3 Responses to Abolish War?

  1. ace says:

    War is the ultimate competition, and the ultimate way humans, both men and women have come to resolve differences. Remember Margaret “Iron Lady” Thatcher? I don’t believe the abolition of war is a feasible goal for humanity, we are inherently carnivores, however it is important that war not be the first option to resolve conflict. It is also important to allow varying opinions and backgrounds to contribute to policy, as you suggest through UN Resolution 1325. We have women presidents or prime ministers throughout the world, including in Germany, Argentina, Liberia, Argentina, Brazil and other places. If Hillary Clinton becomes the next US President,it will be interesting to see if we truly can change our minds and our habits.

  2. I agree with everything that Peggy says. I would only add that in addition to thinking about abolishing war, we should think in terms of developing an alternative form of national defense. That is what I address in my book Transition to Peace, A Defense Engineer’s Search for an Alternative to War.

  3. grace higgs says:

    Dear Kathleen,

    It is wonderful seeing your smiling face on these blogs. Yes, and it would be wonderful if I could be there for the Spring Fling! l love the colorful flower invitation and can feel the warmth and joy radiating from it. It has been a very long, cold winter even here in the South. Today was gorgeous, so we are all basking in it! New life everywhere!

    This blog on war.what would it take, indeed?! And will we ever see justice for women in our lifetime? You can take satisfaction in knowing that you are among the women who are speaking out on these hopes for a better world and taking positive actions. Your educational packet on trafficking sounds fantastic. I will have to check into how I can get one.

    These are transitional times I think, and hope, even in the Church. I am delighted to experience a pope like Francis I . It is Time. It won’t be an easy road for him, but it wasn’t for Jesus either; sometimes that seems to be forgotten.

    Unfortunately, as long as there is Sin, there will be War, I feel, especially the sins of fear, greed, and lust for power, of pride and deceit, the need to be the strongest, the greatest, the best, and having the most. The threat of nuclear war is unspeakable, yet real, and every generation has to know this… everywhereor we won’t even have a chance to work together, much less to love each other…

    Need I tell YOU that learning how to dialogue is one of the most important ways to have hope for peace ?! 🙂 That is your Mission and I believe it too, and have believed it before I knew you were involved in just that! We must learn to respect each other and value each other with all of our differences and beliefs, or as Eleanor R said, “We will die together.”

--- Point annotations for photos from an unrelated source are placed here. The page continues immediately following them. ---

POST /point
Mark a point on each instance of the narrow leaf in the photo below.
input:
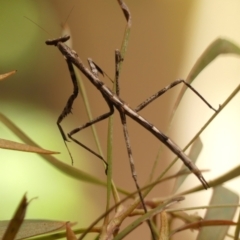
(221, 195)
(237, 230)
(5, 75)
(32, 227)
(16, 221)
(7, 144)
(195, 150)
(164, 227)
(205, 223)
(70, 234)
(215, 49)
(146, 216)
(235, 172)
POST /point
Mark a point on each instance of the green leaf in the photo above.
(221, 195)
(216, 48)
(11, 230)
(33, 227)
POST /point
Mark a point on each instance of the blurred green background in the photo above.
(166, 39)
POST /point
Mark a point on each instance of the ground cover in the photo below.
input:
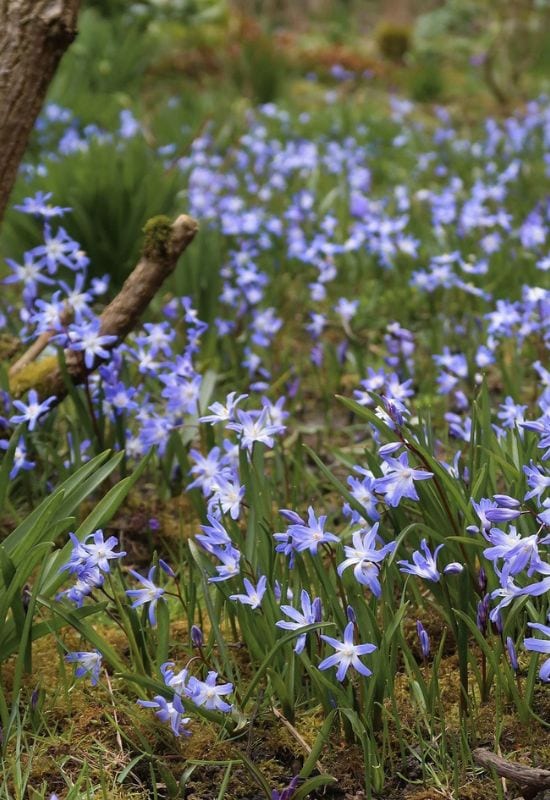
(290, 538)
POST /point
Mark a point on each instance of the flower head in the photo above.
(347, 654)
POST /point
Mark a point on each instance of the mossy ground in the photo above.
(103, 728)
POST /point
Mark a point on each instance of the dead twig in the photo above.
(532, 780)
(164, 244)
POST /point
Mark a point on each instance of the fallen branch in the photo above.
(164, 243)
(531, 779)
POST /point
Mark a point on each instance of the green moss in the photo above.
(393, 40)
(34, 376)
(157, 232)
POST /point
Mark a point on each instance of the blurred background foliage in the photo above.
(178, 66)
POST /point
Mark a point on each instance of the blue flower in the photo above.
(424, 566)
(89, 664)
(365, 557)
(310, 536)
(398, 482)
(540, 646)
(347, 654)
(32, 410)
(311, 613)
(424, 639)
(149, 594)
(209, 695)
(254, 594)
(171, 712)
(87, 337)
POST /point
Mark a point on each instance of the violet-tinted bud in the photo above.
(197, 638)
(341, 351)
(482, 615)
(26, 595)
(454, 568)
(512, 655)
(482, 580)
(291, 516)
(499, 625)
(424, 639)
(505, 501)
(393, 412)
(165, 567)
(388, 449)
(317, 608)
(292, 387)
(502, 514)
(317, 355)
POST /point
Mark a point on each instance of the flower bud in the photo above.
(512, 655)
(505, 501)
(197, 638)
(424, 639)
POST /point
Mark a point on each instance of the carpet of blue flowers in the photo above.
(346, 387)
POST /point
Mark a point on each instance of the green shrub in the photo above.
(426, 82)
(393, 40)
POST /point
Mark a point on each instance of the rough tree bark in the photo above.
(34, 34)
(164, 244)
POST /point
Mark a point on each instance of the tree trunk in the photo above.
(34, 34)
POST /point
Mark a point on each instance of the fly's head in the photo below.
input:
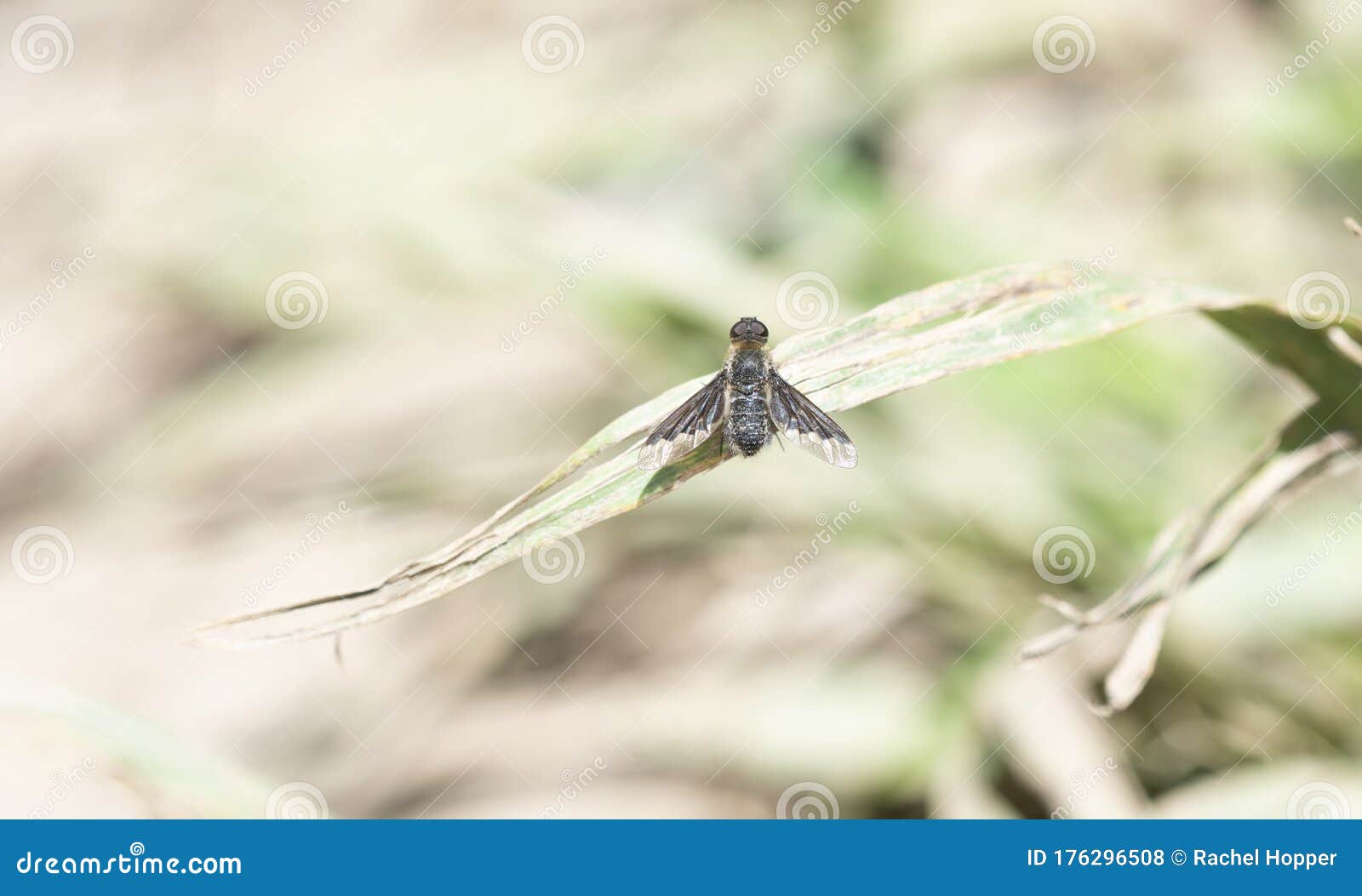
(748, 333)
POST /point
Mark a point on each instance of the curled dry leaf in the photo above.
(905, 342)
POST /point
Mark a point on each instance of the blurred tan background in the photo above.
(293, 293)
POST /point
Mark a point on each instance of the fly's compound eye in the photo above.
(749, 328)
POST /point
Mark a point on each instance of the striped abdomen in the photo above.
(748, 426)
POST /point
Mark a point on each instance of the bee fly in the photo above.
(753, 405)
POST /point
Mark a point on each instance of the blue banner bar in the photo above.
(680, 855)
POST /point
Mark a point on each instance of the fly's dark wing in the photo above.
(687, 426)
(803, 422)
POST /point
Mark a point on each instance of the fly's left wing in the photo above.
(803, 422)
(685, 428)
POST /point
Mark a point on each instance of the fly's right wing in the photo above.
(808, 425)
(685, 428)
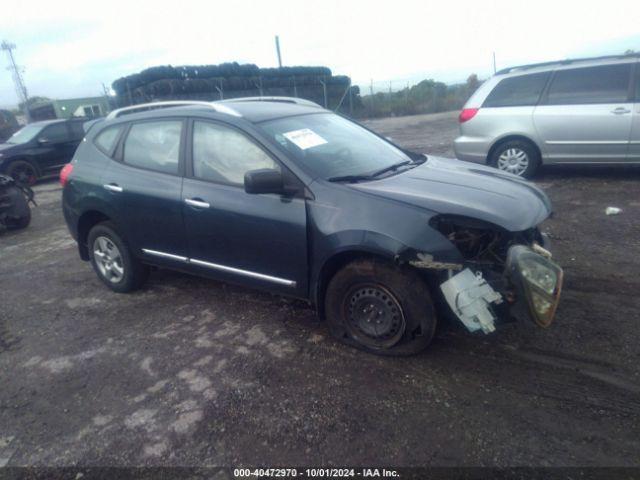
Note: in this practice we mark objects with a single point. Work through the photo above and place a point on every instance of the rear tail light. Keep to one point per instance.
(467, 114)
(65, 173)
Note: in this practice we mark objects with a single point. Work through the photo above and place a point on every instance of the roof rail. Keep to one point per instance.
(297, 101)
(568, 61)
(173, 103)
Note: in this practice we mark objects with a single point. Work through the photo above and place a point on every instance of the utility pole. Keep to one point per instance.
(21, 89)
(278, 51)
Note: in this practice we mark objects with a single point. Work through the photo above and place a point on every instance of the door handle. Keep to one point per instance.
(196, 202)
(112, 187)
(620, 111)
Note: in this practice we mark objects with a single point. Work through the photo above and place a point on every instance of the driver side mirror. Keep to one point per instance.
(264, 180)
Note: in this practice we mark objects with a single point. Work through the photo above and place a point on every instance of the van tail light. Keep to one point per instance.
(65, 173)
(467, 114)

    I was interested to read the comments from your blog, especially the idea of developing an alternative form of national defense in the book Transition to Peace, A Defense Engineer’s Search for an Alternative to War. Now more of that kind of dialogue would be a good thing!

    Much love to you, Kathleen,


    Sorry I’ve been so silent lately. i don’t know where my days go, but I relish anything from you or Network and hope I can continue to support it, even in my modest way.